Hoof the toughest fighter? I'm sorry.

Arguably a victim of its own success, Fighting is Magic was selected as a featured game, although still in development, at EVO, the fighting game eSports convention. This may have been the direct cause of the cease and desist notification its creators, Mane6, received last week, leading to the suspension of the project while Mane 6 seek to negotiate with Hasbro.

Opinion in the fan community seems roughly divided between those who see this as an unfortunate but reasonable consequence of the game's growing profile - what can be forgiven if limited to niche fandom may be problematic on a wider stage - and point out that a game in which a group of characters whose entire brand is based around the magic of friendship kick the stuffing out of each other was always going to be treading into dangerous territory.
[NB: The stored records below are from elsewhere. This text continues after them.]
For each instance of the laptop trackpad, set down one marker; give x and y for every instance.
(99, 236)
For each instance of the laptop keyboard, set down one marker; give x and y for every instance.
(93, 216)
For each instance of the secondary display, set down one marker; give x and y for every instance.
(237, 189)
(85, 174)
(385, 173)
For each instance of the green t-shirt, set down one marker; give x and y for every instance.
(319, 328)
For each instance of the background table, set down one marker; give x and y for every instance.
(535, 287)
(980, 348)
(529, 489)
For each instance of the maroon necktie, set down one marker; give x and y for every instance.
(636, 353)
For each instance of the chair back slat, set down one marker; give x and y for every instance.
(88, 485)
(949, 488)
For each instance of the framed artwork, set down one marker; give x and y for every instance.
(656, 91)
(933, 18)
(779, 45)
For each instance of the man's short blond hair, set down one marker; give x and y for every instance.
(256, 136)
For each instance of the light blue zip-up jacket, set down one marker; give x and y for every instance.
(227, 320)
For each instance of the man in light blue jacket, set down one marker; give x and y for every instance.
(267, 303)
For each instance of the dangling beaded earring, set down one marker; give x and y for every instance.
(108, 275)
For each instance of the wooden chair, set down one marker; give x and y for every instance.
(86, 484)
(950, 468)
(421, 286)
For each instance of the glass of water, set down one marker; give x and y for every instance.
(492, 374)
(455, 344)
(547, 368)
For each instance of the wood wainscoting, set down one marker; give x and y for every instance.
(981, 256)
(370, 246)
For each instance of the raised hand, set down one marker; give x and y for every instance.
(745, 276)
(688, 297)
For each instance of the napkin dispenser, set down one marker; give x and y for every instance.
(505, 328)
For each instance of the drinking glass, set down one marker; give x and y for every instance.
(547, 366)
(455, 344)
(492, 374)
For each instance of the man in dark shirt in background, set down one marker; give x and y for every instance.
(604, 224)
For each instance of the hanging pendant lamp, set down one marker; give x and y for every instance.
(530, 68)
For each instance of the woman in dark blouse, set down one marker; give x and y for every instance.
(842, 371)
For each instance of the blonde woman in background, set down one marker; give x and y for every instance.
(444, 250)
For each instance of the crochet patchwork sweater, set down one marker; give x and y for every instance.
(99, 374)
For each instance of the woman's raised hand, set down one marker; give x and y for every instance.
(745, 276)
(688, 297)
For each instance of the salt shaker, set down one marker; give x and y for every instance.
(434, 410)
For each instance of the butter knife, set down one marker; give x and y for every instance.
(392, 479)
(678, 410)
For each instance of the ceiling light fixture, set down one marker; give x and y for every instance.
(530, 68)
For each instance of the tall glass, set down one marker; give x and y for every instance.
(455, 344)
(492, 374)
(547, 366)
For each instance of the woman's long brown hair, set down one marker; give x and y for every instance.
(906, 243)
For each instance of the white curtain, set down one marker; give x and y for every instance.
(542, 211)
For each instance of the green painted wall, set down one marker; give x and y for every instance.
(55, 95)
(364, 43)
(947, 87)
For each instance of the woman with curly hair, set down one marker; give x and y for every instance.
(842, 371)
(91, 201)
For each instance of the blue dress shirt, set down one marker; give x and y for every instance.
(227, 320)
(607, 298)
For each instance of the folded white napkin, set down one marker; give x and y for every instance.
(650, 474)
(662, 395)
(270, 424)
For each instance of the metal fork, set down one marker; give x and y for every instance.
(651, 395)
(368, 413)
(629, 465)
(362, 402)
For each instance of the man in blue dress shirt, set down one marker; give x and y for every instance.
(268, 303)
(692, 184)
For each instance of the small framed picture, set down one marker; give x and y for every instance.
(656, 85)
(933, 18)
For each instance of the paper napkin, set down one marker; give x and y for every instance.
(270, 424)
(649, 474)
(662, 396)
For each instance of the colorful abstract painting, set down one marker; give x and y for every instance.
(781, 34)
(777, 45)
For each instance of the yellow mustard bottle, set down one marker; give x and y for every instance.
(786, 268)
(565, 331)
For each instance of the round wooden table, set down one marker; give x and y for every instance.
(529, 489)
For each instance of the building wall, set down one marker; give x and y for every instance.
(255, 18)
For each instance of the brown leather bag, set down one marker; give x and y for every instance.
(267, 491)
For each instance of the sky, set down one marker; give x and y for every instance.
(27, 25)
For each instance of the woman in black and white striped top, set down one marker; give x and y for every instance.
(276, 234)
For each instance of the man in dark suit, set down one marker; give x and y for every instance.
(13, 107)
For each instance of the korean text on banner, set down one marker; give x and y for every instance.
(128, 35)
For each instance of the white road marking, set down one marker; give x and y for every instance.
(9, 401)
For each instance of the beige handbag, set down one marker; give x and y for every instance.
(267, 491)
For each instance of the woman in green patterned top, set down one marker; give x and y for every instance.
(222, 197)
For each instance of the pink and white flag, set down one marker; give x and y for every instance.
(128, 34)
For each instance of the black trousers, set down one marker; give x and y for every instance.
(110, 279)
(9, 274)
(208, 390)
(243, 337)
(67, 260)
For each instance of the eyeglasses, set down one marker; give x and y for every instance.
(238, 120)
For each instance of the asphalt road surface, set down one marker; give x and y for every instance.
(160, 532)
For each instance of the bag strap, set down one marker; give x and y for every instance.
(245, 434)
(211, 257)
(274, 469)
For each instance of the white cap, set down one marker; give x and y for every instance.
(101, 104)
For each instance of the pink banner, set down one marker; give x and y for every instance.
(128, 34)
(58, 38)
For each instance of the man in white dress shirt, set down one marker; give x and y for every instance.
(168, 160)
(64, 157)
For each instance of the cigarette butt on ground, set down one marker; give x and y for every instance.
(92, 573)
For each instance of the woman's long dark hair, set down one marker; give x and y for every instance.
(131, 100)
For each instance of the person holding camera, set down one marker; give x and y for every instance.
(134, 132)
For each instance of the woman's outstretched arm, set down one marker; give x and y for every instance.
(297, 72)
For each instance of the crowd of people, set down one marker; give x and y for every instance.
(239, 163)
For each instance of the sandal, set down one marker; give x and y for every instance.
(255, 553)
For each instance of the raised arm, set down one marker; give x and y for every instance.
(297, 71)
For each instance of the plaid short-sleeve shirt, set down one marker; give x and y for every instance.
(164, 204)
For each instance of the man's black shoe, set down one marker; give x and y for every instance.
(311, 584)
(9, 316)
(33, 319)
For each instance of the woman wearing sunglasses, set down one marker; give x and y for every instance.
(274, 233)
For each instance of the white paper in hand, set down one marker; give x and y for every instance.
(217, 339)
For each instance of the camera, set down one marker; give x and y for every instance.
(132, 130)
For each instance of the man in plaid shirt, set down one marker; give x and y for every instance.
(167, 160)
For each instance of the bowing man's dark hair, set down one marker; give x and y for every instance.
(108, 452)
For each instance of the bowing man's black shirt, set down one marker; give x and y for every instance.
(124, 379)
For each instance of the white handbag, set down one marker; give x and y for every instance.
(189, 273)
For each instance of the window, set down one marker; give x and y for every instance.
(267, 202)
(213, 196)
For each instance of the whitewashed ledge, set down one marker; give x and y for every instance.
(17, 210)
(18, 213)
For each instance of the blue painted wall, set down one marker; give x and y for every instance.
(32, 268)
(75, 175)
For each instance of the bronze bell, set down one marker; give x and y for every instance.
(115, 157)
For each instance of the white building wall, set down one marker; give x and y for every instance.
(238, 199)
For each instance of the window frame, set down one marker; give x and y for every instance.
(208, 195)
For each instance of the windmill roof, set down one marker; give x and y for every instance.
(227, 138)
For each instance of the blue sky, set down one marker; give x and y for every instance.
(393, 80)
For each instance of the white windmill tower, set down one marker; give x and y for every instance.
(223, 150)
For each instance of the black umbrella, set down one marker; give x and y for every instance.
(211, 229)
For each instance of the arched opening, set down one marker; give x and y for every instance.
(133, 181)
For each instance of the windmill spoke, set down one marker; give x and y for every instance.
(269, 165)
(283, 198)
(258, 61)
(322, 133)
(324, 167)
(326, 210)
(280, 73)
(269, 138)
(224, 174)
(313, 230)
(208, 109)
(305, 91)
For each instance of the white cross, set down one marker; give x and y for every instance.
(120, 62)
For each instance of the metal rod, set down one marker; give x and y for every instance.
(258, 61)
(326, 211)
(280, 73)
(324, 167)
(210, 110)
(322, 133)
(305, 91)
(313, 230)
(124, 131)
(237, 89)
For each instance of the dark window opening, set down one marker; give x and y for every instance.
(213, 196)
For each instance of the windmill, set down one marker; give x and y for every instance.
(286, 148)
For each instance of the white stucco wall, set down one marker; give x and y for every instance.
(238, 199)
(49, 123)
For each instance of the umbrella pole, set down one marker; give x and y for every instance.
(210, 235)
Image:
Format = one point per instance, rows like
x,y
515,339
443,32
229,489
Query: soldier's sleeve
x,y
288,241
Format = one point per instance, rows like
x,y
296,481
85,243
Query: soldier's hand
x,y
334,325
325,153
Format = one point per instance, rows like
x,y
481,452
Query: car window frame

Others see this is as the beginning of the end for the relatively easy ride pony fandom has had from the license holder, and look fearfully at the vast corpus of fan works which may be endangered.

Lauren Faust, meanwhile, has offered to create a new set of characters for the game's developers, an exceptionally classy move which leaves the possibility of the core game, at least, surviving, although the labour involved in redrawing and rebalancing a new set of characters and attacks is far from casual.

 My Little Pony - Friendship is Magic  has become a fascinating petri dish for relations between IP holders and creative fans - although the media is quick to focus on some of the less all-ages expressions of a minority of fans. Mainly, however, this provides an excuse to post the Skyrim mod which turns all the dragons into the shy yellow pegasus Fluttershy. Yay!

Fus r - oh dear!

So, in conclusion, we live in a world without logic, the news stories of which seem custom-designed to try the patience of any sane human being. And those are my first world problems. How about yours?